Travel and leisure

Cruises

Experience the Nile

Egypt - wallpainting

Only five hours from Gatwick, a Nile cruise offers today's tourist some welcome winter sunshine, the antiquities of ancient civilisations and the luxurious comforts of a modern cruise ship, writes Barbara Turner

Egypt is a land of contrasts, where centuries old traditional farming sits comfortably with modern agricultural techniques and arid landscapes border green fields.

Arriving at Luxor Airport just as the sun was setting, the evocative calls from the minarets introduced us to this mysterious land. Luxor town is a further example of extremes and was bustling with evening shoppers. As our coach negotiated its way through horse-drawn taxis and donkeys pulling carts laden with sugar cane, we peered down the side streets to see souks and bazaars selling pyramids of fruit, vegetables and spices.

egypt_Hatshepsut

A week's busy itinerary lay ahead of us during our cruise: the temple of Queen Hatshepsut, the site of Tutankhamen's tomb in the Valley of the Kings, the Temple of Edfu then on to the granite quarries in Aswan, where gigantic obelisks were carved before being taken down to Karnak. So after this whirlwind of visits, a trip to Kitchener's Island (or Gerizetan-Nabatat, the 'island of plants') offered a restful diversion.

For his work as Consul-General of Egypt, the island was presented to Lord Horatio Kitchener in the 1890s. With his love of gardening and beautiful flowers, Kitchener was to turn this plot of land in the middle of the Nile into a botanical paradise, importing many exotic plants from the Far East and India.

Egypt - Feluccas

However, it was the events on the journey which made the excursion so memorable. The Nile swarms with boats of all shapes and sizes, from the multistoried cruise ships to ferries and highly-decorated motorboats. But the most beautiful of these is the triangular-sailed felucca. No trip to Egypt would be complete without a ride in one of these traditional lateen-rigged boats. Used originally for carrying local products along the Nile, today's cargo is the tourist.

For our particular trip there was only a light wind to fill the sails, so the crossing from the east bank was slow and peaceful. Our captain and crew were two tall, elegant Nubians who clambered sure, but barefooted about their work. Suddenly our forward motion ceased as we ran aground on a sand bank. Despite the crew's strenuous pushing with a pole we finally had to resort to a tow from a passing motor launch.

Egypt - Pharoahs

Meanwhile, from the Aswan side appeared the most intriguing sight – a boy aged nine or ten making steady progress, paddling towards us on an old blue door, his only paddles being squares of hardboard. With a captive audience he began to serenade us with Frere Jacques and an unusual version of Row, Row, Row the Boat… The felucca, once released from the sand bank, continued its journey but not before our young songster had collected a few Egyptian pounds and much applause for his efforts and business acumen.

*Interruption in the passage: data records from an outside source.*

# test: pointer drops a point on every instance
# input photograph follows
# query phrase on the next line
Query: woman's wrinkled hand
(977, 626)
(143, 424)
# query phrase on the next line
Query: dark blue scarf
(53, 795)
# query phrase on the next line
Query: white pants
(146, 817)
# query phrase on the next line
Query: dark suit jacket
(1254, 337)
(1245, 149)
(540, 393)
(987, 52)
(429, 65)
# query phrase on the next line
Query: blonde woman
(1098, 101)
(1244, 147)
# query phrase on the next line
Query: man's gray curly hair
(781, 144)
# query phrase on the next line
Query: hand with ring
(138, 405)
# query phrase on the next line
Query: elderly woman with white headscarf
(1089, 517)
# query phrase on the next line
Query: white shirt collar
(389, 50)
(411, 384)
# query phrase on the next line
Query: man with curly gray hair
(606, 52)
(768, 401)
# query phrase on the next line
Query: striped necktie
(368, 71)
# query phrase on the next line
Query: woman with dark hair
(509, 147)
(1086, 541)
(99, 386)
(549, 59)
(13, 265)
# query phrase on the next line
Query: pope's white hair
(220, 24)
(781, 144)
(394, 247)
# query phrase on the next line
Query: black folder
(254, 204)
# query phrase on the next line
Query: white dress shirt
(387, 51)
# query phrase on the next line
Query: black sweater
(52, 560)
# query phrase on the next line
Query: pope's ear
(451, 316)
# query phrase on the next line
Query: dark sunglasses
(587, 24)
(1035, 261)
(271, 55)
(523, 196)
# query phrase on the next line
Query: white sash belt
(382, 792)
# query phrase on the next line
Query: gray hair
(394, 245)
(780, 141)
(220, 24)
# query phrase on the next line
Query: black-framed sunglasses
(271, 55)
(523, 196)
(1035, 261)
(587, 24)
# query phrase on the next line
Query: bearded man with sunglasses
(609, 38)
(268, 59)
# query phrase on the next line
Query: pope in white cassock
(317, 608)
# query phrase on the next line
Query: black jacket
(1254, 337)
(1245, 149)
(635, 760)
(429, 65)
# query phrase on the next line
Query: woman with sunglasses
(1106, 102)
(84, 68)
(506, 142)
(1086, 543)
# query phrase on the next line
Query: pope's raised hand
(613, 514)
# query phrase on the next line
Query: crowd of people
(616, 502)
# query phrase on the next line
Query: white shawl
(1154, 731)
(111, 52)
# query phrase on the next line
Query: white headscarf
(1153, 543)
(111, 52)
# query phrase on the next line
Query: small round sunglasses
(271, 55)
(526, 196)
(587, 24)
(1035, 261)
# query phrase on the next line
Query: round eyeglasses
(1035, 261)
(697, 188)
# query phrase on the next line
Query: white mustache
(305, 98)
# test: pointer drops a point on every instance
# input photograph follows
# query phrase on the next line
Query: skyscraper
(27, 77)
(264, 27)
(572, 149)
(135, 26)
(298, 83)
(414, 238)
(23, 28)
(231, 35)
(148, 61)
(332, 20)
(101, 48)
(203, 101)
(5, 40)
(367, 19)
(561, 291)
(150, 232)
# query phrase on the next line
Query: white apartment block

Now free to explore the island we soon discovered myriad exotic plants such as poinsettias growing alongside cactus, avenues of palms, sycamore figs and cocoa nut trees which offered dappled shade to the many cats confined to the island.

Along the shore, white egrets, cranes and ducks foraged for food. Under the bougainvillaea by the cafeteria there were men, lost in the social habit of smoking their shisha, the single-stemmed water pipe like the hubbly-bubbly of the caterpillar in Alice in Wonderland.

Egypt - felucca

Down at the wharf our felucca was waiting to make the return trip. The crew – one on board, the other knee-deep in the Nile with his brilliant white galabaiya firmly hitched between his teeth – were using the pole to make an improvised handrail to help those less sure-footed among us walk up the shaky gang plank. The gentle breeze absent on the outward trip now filled the sails and we were all too soon back at base.

Refreshed by mint tea and hot towels we settled down to a full day and night's cruising back to Luxor where we would later visit the temples of Luxor and Karnak and they, of course, are another story…

This article was published on June 16, 2009.